Download or read book The British Anti-Psychiatrists written by Oisín Wall and published by Routledge. This book was released on 2017-09-13 with total page 342 pages. Available in PDF, EPUB and Kindle. Book excerpt: The British anti-psychiatric group, which formed around R.D. Laing, David Cooper, and Aaron Esterson in the 1960s, burned bright, but briefly, and has left a long legacy. This book follows their practical, social, and theoretical trajectory away from the structured world of institutional psychiatry and into the social chaos of the counter-culture.
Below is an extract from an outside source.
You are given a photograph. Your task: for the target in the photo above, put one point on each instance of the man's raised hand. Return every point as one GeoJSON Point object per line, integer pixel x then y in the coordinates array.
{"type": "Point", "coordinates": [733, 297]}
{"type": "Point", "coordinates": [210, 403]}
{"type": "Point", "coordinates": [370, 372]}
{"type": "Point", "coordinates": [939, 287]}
It explores the rapidly changing landscape of British psychiatry in the mid-Twentieth Century and the apparently structureless organisation of the part of the counter-culture that clustered around the anti-psychiatrists, including the informal power structures that it produced. The book also problematizes this trajectory, examining how the anti-psychiatrists distanced themselves from institutional psychiatry while building links with some of the most important people in post-war psychiatry and psychoanalysis. The anti-psychiatrists bridged the gap between psychiatry and the counter-culture, and briefly became legitimate voices in both. Wall argues that their synthesis of disparate discourses was one of their strengths, but also contributed to the group’s collapse. The British Anti-Psychiatrists offers original historical expositions of the Villa 21 experiment and the Anti-University. Finally, it proposes a new reading of anti-psychiatric theory, displacing Laing from his central position and looking at their work as an unfolding conversation within a social network.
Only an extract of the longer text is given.